Three industries in the Philadelphia area already offer jobs with good pay that don't require a four-year degree. Business leaders have a plan to create more of them.

Claire Marrazzo Greenwood, executive director of the Greater Philadelphia Growth Partnership speaks at an event to launch the partnership Tuesday at The Inn at Villanova University.
Claire Marrazzo Greenwood, executive director of the Greater Philadelphia Growth Partnership speaks at an event to launch the partnership Tuesday at The Inn at Villanova University.Read moreAlejandro A. Alvarez / Staff Photographer

Why are so many working people in the Philadelphia region just getting by, not reaching financial stability? It’s because the area needs more jobs at companies that bring in money from other cities and states, a new business group argues.

But that could change by investing in three industries that already have a foothold nearby: business software, biomedical engineering and production, and specialized manufacturing — such as making medical device parts or industrial electronics. That’s according to the Greater Philadelphia Growth Partnership, which launched Tuesday.

The new group is bringing together local companies such as Wawa, Essential Utilities, Jefferson Health and Thomas Jefferson University, Independence Blue Cross, Cencora, and the Pew Charitable Trusts, to invest in workforce development for those three sectors.

It could stand to benefit employers like Boomi, Rhoads Industries, and Janssen Biotech, which the partnership highlighted in a report as companies that already provide these well-paying jobs.

“Our economy and our residents should be thriving. Instead, over the past decade, we created 104,000 fewer traded sector jobs than expected,” said Claire Marrazzo Greenwood, executive director of the new group.

Unlike jobs and organizations that exist to serve the local community, the traded sector sells goods and services to people in other communities as well. These kinds of jobs “bring new money into our economy and pay wages that let a family get ahead, not just get by,” Greenwood said.

The partnership is building out a plan based on recent research from the Brookings Institution, which identified the industries ripe for creating good, well-paying jobs that often don’t require a four-year degree.

“We have a huge gap between what this region could be and what it is, and today we’re hoping we can start to do something about it,” said Greenwood.

The goal is more jobs with healthcare coverage and “family-sustaining wages,” defined as $29.76 per hour or more.

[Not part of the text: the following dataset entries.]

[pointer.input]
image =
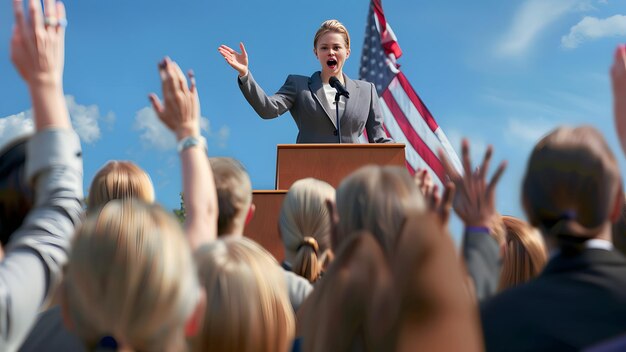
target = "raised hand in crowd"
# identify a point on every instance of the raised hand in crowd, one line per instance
(618, 78)
(180, 112)
(236, 60)
(439, 204)
(474, 203)
(37, 51)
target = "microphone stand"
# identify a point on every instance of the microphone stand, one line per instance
(337, 96)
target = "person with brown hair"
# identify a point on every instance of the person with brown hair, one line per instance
(119, 180)
(572, 193)
(38, 249)
(431, 314)
(524, 253)
(131, 279)
(247, 304)
(348, 309)
(475, 204)
(304, 224)
(311, 100)
(234, 195)
(377, 199)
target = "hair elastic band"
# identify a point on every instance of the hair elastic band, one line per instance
(311, 242)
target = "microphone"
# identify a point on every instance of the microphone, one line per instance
(341, 90)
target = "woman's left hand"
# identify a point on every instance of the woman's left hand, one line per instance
(38, 44)
(181, 111)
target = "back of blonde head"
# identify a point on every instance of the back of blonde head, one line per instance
(525, 253)
(234, 192)
(247, 304)
(571, 185)
(305, 226)
(377, 199)
(131, 276)
(119, 180)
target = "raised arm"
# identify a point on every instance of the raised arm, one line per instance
(37, 251)
(238, 61)
(180, 112)
(474, 203)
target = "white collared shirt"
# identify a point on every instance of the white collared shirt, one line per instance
(330, 92)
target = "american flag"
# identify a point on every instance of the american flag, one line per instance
(406, 118)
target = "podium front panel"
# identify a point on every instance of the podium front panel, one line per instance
(263, 228)
(331, 162)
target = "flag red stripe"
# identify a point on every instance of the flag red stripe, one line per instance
(409, 167)
(411, 135)
(423, 110)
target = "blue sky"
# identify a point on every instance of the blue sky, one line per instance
(498, 72)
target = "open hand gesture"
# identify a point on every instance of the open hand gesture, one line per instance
(439, 204)
(181, 112)
(475, 197)
(236, 60)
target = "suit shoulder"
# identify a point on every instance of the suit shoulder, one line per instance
(362, 83)
(298, 78)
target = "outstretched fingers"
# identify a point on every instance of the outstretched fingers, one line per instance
(484, 167)
(447, 166)
(446, 201)
(156, 103)
(243, 49)
(496, 178)
(36, 17)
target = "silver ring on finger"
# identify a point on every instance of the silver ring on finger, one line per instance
(50, 21)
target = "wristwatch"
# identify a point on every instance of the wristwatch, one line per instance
(191, 141)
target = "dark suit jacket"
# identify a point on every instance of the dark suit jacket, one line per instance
(303, 97)
(575, 302)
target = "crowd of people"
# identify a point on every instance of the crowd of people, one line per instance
(369, 266)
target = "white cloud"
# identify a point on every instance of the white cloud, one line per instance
(477, 144)
(154, 134)
(84, 120)
(591, 28)
(531, 19)
(526, 132)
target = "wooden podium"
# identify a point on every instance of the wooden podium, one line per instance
(331, 162)
(327, 162)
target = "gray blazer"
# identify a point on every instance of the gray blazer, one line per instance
(303, 97)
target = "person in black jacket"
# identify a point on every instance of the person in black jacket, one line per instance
(572, 193)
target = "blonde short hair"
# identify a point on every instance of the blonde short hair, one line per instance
(332, 26)
(131, 276)
(377, 199)
(305, 226)
(118, 180)
(234, 191)
(571, 185)
(247, 304)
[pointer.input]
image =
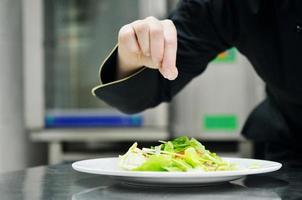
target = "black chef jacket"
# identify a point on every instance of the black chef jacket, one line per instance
(267, 32)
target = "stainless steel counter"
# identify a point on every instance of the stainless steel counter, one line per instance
(62, 182)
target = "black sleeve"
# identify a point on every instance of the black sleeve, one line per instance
(204, 29)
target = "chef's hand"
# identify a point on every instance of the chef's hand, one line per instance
(149, 42)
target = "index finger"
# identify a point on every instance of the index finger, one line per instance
(168, 67)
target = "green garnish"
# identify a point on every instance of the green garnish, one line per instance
(180, 154)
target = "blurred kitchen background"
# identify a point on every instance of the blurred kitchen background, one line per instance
(50, 52)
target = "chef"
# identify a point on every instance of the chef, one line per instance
(155, 59)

Business software, specialized manufacturing, and biomedical engineering and production are already creating these jobs in the region, according to research cited by the partnership.

The Philadelphia region “has a real edge,” in these industries, said Greenwood. If these kinds of companies grow in the region, she said, it will “generate quality, accessible jobs at scale, open to residents at all skill levels, not just those with four-year degrees.”

The Greater Philadelphia Growth Partnership has raised $5.4 million to support the first three years of the initiative, and the Chamber of Commerce for Greater Philadelphia has pledged $4 million annually, which includes the cost of staff support. Greenwood said the initiative has a $6 million budget for the first year, and plans to grow its annual budget to $10 million.

The group has hired an economist for research and data analysis, and the budget will be used to convene partners, attract business, and for talent pipeline work among other areas.

“This partnership brings together groups that, frankly, have competed at times, for jobs, for business, for funding. But this is different. It asks all of us to move together,” said Wawa CEO Chris Gheysens at the event on Tuesday.

But seeing the outcomes of the plan will take time, says Greenwood.

“We have watched this region fall short of what it could be for people and businesses that call it home, and that’s ultimately what this is about,” said Greenwood. “It is about whether a young person growing up in this region today will have more opportunity available to them than the generation before.”